When CORS is enabled:
- **Preflight responses** include `Access-Control-Max-Age: 600` (10 minute cache)
- **SSE streaming responses** include CORS headers so browser EventSource clients work correctly
- **`Idempotency-Key`** is an allowed request header — clients can send it for deduplication (responses are cached by key for 5 minutes)

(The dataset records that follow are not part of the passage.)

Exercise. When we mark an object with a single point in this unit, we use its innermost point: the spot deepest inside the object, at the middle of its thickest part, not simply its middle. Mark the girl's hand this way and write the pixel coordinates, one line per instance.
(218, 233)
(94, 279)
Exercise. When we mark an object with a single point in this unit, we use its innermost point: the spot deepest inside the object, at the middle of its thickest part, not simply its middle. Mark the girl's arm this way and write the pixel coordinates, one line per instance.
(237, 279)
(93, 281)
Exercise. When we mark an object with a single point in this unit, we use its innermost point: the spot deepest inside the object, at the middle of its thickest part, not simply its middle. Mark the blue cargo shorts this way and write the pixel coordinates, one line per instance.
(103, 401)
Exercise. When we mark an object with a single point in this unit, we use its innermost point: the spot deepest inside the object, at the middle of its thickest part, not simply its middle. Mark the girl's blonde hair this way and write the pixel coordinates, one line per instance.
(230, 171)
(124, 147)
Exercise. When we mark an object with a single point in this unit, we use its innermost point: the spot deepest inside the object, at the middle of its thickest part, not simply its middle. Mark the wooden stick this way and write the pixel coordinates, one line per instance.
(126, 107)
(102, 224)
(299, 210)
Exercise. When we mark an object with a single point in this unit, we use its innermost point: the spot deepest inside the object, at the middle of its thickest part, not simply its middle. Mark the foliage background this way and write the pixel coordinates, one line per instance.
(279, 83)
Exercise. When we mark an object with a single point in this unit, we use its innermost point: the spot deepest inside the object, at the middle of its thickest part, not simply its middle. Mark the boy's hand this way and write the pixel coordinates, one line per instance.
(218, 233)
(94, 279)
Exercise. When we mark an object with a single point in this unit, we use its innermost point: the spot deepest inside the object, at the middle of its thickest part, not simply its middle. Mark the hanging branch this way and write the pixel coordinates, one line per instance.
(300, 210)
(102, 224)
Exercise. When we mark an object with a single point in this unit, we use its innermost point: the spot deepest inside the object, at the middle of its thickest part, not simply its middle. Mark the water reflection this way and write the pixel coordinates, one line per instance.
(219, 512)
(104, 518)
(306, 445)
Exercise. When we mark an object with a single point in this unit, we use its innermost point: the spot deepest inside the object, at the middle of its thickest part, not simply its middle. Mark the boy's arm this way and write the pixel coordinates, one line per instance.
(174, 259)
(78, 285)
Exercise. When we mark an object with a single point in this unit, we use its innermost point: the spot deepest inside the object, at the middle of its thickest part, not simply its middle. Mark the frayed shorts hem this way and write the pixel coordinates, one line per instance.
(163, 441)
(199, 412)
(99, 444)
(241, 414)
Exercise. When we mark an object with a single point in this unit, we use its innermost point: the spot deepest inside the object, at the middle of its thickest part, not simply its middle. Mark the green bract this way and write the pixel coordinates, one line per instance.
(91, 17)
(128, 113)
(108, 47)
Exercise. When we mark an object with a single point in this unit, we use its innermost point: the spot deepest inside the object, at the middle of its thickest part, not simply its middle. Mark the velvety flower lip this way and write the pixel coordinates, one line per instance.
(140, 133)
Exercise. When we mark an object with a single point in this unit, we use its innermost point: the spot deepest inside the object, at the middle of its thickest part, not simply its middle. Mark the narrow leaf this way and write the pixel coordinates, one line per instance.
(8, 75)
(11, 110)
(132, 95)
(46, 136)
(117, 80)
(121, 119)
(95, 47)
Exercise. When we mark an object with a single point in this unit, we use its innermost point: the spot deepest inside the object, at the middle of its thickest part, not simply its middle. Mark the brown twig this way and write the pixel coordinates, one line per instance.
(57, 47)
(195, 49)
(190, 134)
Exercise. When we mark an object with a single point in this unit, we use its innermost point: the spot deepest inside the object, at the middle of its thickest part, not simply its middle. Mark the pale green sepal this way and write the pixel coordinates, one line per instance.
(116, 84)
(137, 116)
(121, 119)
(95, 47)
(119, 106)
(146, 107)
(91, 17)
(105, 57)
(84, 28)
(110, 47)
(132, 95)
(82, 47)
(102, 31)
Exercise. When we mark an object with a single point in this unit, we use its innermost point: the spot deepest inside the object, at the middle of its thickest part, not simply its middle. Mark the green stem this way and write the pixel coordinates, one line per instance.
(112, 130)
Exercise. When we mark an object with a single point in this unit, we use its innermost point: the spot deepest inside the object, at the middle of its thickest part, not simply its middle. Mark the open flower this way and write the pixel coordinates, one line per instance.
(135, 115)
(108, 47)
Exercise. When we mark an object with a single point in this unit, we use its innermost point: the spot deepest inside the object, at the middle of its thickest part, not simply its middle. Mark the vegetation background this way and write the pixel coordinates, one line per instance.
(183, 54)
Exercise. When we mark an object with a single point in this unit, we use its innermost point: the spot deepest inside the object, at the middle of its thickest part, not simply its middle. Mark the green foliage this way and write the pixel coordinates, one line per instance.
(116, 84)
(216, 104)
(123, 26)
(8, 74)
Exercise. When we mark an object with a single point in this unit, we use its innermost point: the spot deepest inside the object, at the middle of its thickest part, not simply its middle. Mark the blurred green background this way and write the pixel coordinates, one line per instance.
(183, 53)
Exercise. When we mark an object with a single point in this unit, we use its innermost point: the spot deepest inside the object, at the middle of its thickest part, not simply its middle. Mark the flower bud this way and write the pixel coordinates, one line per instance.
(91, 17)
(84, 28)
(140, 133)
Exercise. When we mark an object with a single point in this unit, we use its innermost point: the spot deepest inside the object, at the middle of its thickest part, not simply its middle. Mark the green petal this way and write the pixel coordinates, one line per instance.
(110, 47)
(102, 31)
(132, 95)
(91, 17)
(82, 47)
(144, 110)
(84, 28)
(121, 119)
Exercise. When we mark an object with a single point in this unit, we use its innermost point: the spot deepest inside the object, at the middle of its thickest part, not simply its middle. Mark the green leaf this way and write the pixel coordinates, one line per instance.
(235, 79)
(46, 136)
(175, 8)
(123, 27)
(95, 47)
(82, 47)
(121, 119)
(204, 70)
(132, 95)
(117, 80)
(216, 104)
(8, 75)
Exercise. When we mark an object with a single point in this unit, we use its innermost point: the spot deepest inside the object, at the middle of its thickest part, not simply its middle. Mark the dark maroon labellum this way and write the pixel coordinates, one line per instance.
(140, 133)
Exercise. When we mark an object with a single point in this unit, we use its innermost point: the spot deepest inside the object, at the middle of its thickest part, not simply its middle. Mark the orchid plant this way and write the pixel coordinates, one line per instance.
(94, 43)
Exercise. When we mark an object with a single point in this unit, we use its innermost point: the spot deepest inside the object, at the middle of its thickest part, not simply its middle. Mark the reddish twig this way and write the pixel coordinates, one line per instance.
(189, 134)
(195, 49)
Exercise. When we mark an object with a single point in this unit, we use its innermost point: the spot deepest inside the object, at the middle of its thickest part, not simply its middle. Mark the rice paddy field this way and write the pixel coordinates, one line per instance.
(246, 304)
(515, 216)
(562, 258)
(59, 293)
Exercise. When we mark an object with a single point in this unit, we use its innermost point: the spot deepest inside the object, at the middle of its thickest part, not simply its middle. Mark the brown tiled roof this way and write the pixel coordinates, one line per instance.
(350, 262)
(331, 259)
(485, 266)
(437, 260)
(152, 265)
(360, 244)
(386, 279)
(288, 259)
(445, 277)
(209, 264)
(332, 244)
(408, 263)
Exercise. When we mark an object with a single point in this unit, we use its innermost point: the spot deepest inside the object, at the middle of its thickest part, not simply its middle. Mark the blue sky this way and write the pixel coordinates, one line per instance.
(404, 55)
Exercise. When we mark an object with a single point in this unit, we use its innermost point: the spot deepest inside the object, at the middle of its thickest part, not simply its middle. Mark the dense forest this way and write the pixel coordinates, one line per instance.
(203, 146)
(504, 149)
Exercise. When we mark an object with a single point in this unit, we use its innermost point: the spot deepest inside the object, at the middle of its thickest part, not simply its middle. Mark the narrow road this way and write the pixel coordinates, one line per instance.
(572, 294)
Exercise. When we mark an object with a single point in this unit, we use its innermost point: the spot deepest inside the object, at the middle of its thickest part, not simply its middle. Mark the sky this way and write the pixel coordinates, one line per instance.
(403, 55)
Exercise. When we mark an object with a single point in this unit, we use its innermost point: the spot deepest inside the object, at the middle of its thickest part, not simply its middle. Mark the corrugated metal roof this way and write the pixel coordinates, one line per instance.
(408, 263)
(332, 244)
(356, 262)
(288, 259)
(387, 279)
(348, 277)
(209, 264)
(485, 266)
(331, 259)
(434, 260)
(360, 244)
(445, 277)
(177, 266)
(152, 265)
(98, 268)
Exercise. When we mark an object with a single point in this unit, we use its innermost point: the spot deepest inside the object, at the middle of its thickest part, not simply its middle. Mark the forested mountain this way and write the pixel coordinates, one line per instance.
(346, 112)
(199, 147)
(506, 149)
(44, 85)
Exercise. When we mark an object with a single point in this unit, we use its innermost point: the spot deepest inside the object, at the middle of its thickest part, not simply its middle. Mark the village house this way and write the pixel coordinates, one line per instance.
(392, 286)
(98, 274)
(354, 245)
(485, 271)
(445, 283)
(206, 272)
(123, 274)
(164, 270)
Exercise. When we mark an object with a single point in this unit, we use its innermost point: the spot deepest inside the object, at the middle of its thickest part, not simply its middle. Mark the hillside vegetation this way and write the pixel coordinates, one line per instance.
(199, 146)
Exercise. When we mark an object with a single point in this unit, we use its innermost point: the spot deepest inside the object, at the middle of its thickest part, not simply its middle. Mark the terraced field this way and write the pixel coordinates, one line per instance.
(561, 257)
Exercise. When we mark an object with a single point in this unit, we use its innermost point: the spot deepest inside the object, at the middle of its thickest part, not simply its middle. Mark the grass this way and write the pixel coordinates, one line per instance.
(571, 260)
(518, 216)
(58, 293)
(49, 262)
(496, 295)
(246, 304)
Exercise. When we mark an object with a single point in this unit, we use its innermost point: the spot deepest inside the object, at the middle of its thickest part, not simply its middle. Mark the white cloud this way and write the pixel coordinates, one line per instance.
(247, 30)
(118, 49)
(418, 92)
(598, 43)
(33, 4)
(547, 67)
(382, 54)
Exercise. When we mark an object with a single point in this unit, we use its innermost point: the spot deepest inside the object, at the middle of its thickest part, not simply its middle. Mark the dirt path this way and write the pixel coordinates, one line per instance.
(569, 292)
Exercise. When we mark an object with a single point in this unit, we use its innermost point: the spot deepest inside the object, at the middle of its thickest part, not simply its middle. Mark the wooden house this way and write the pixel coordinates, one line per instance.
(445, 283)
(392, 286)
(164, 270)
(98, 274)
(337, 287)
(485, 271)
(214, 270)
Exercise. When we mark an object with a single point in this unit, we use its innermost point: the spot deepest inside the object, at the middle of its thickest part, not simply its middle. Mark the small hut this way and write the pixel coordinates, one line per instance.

Most documented frontends such as Open WebUI connect server-to-server and do not need CORS at all.

## Compatible Frontends

Any frontend that supports the OpenAI API format works. Tested/documented integrations:

| Frontend | Stars | Connection |
|----------|-------|------------|
| [Open WebUI](/docs/user-guide/messaging/open-webui) | 126k | Full guide available |
| LobeChat | 73k | Custom provider endpoint |
| LibreChat | 34k | Custom endpoint in librechat.yaml |
| AnythingLLM | 56k | Generic OpenAI provider |
| NextChat | 87k | BASE_URL env var |
| ChatBox | 39k | API Host setting |
| Jan | 26k | Remote model config |
| HF Chat-UI | 8k | OPENAI_BASE_URL |
| big-AGI | 7k | Custom endpoint |
| OpenAI Python SDK | — | `OpenAI(base_url="http://localhost:8642/v1")` |
| curl | — | Direct HTTP requests |

## Limitations

- **Response storage** — stored responses (for `previous_response_id`) are persisted in SQLite and survive gateway restarts. Max 100 stored responses (LRU eviction).
- **No file upload** — vision/document analysis via uploaded files is not yet supported through the API.
- **Model field is cosmetic** — the `model` field in requests is accepted but the actual LLM model used is configured server-side in config.yaml.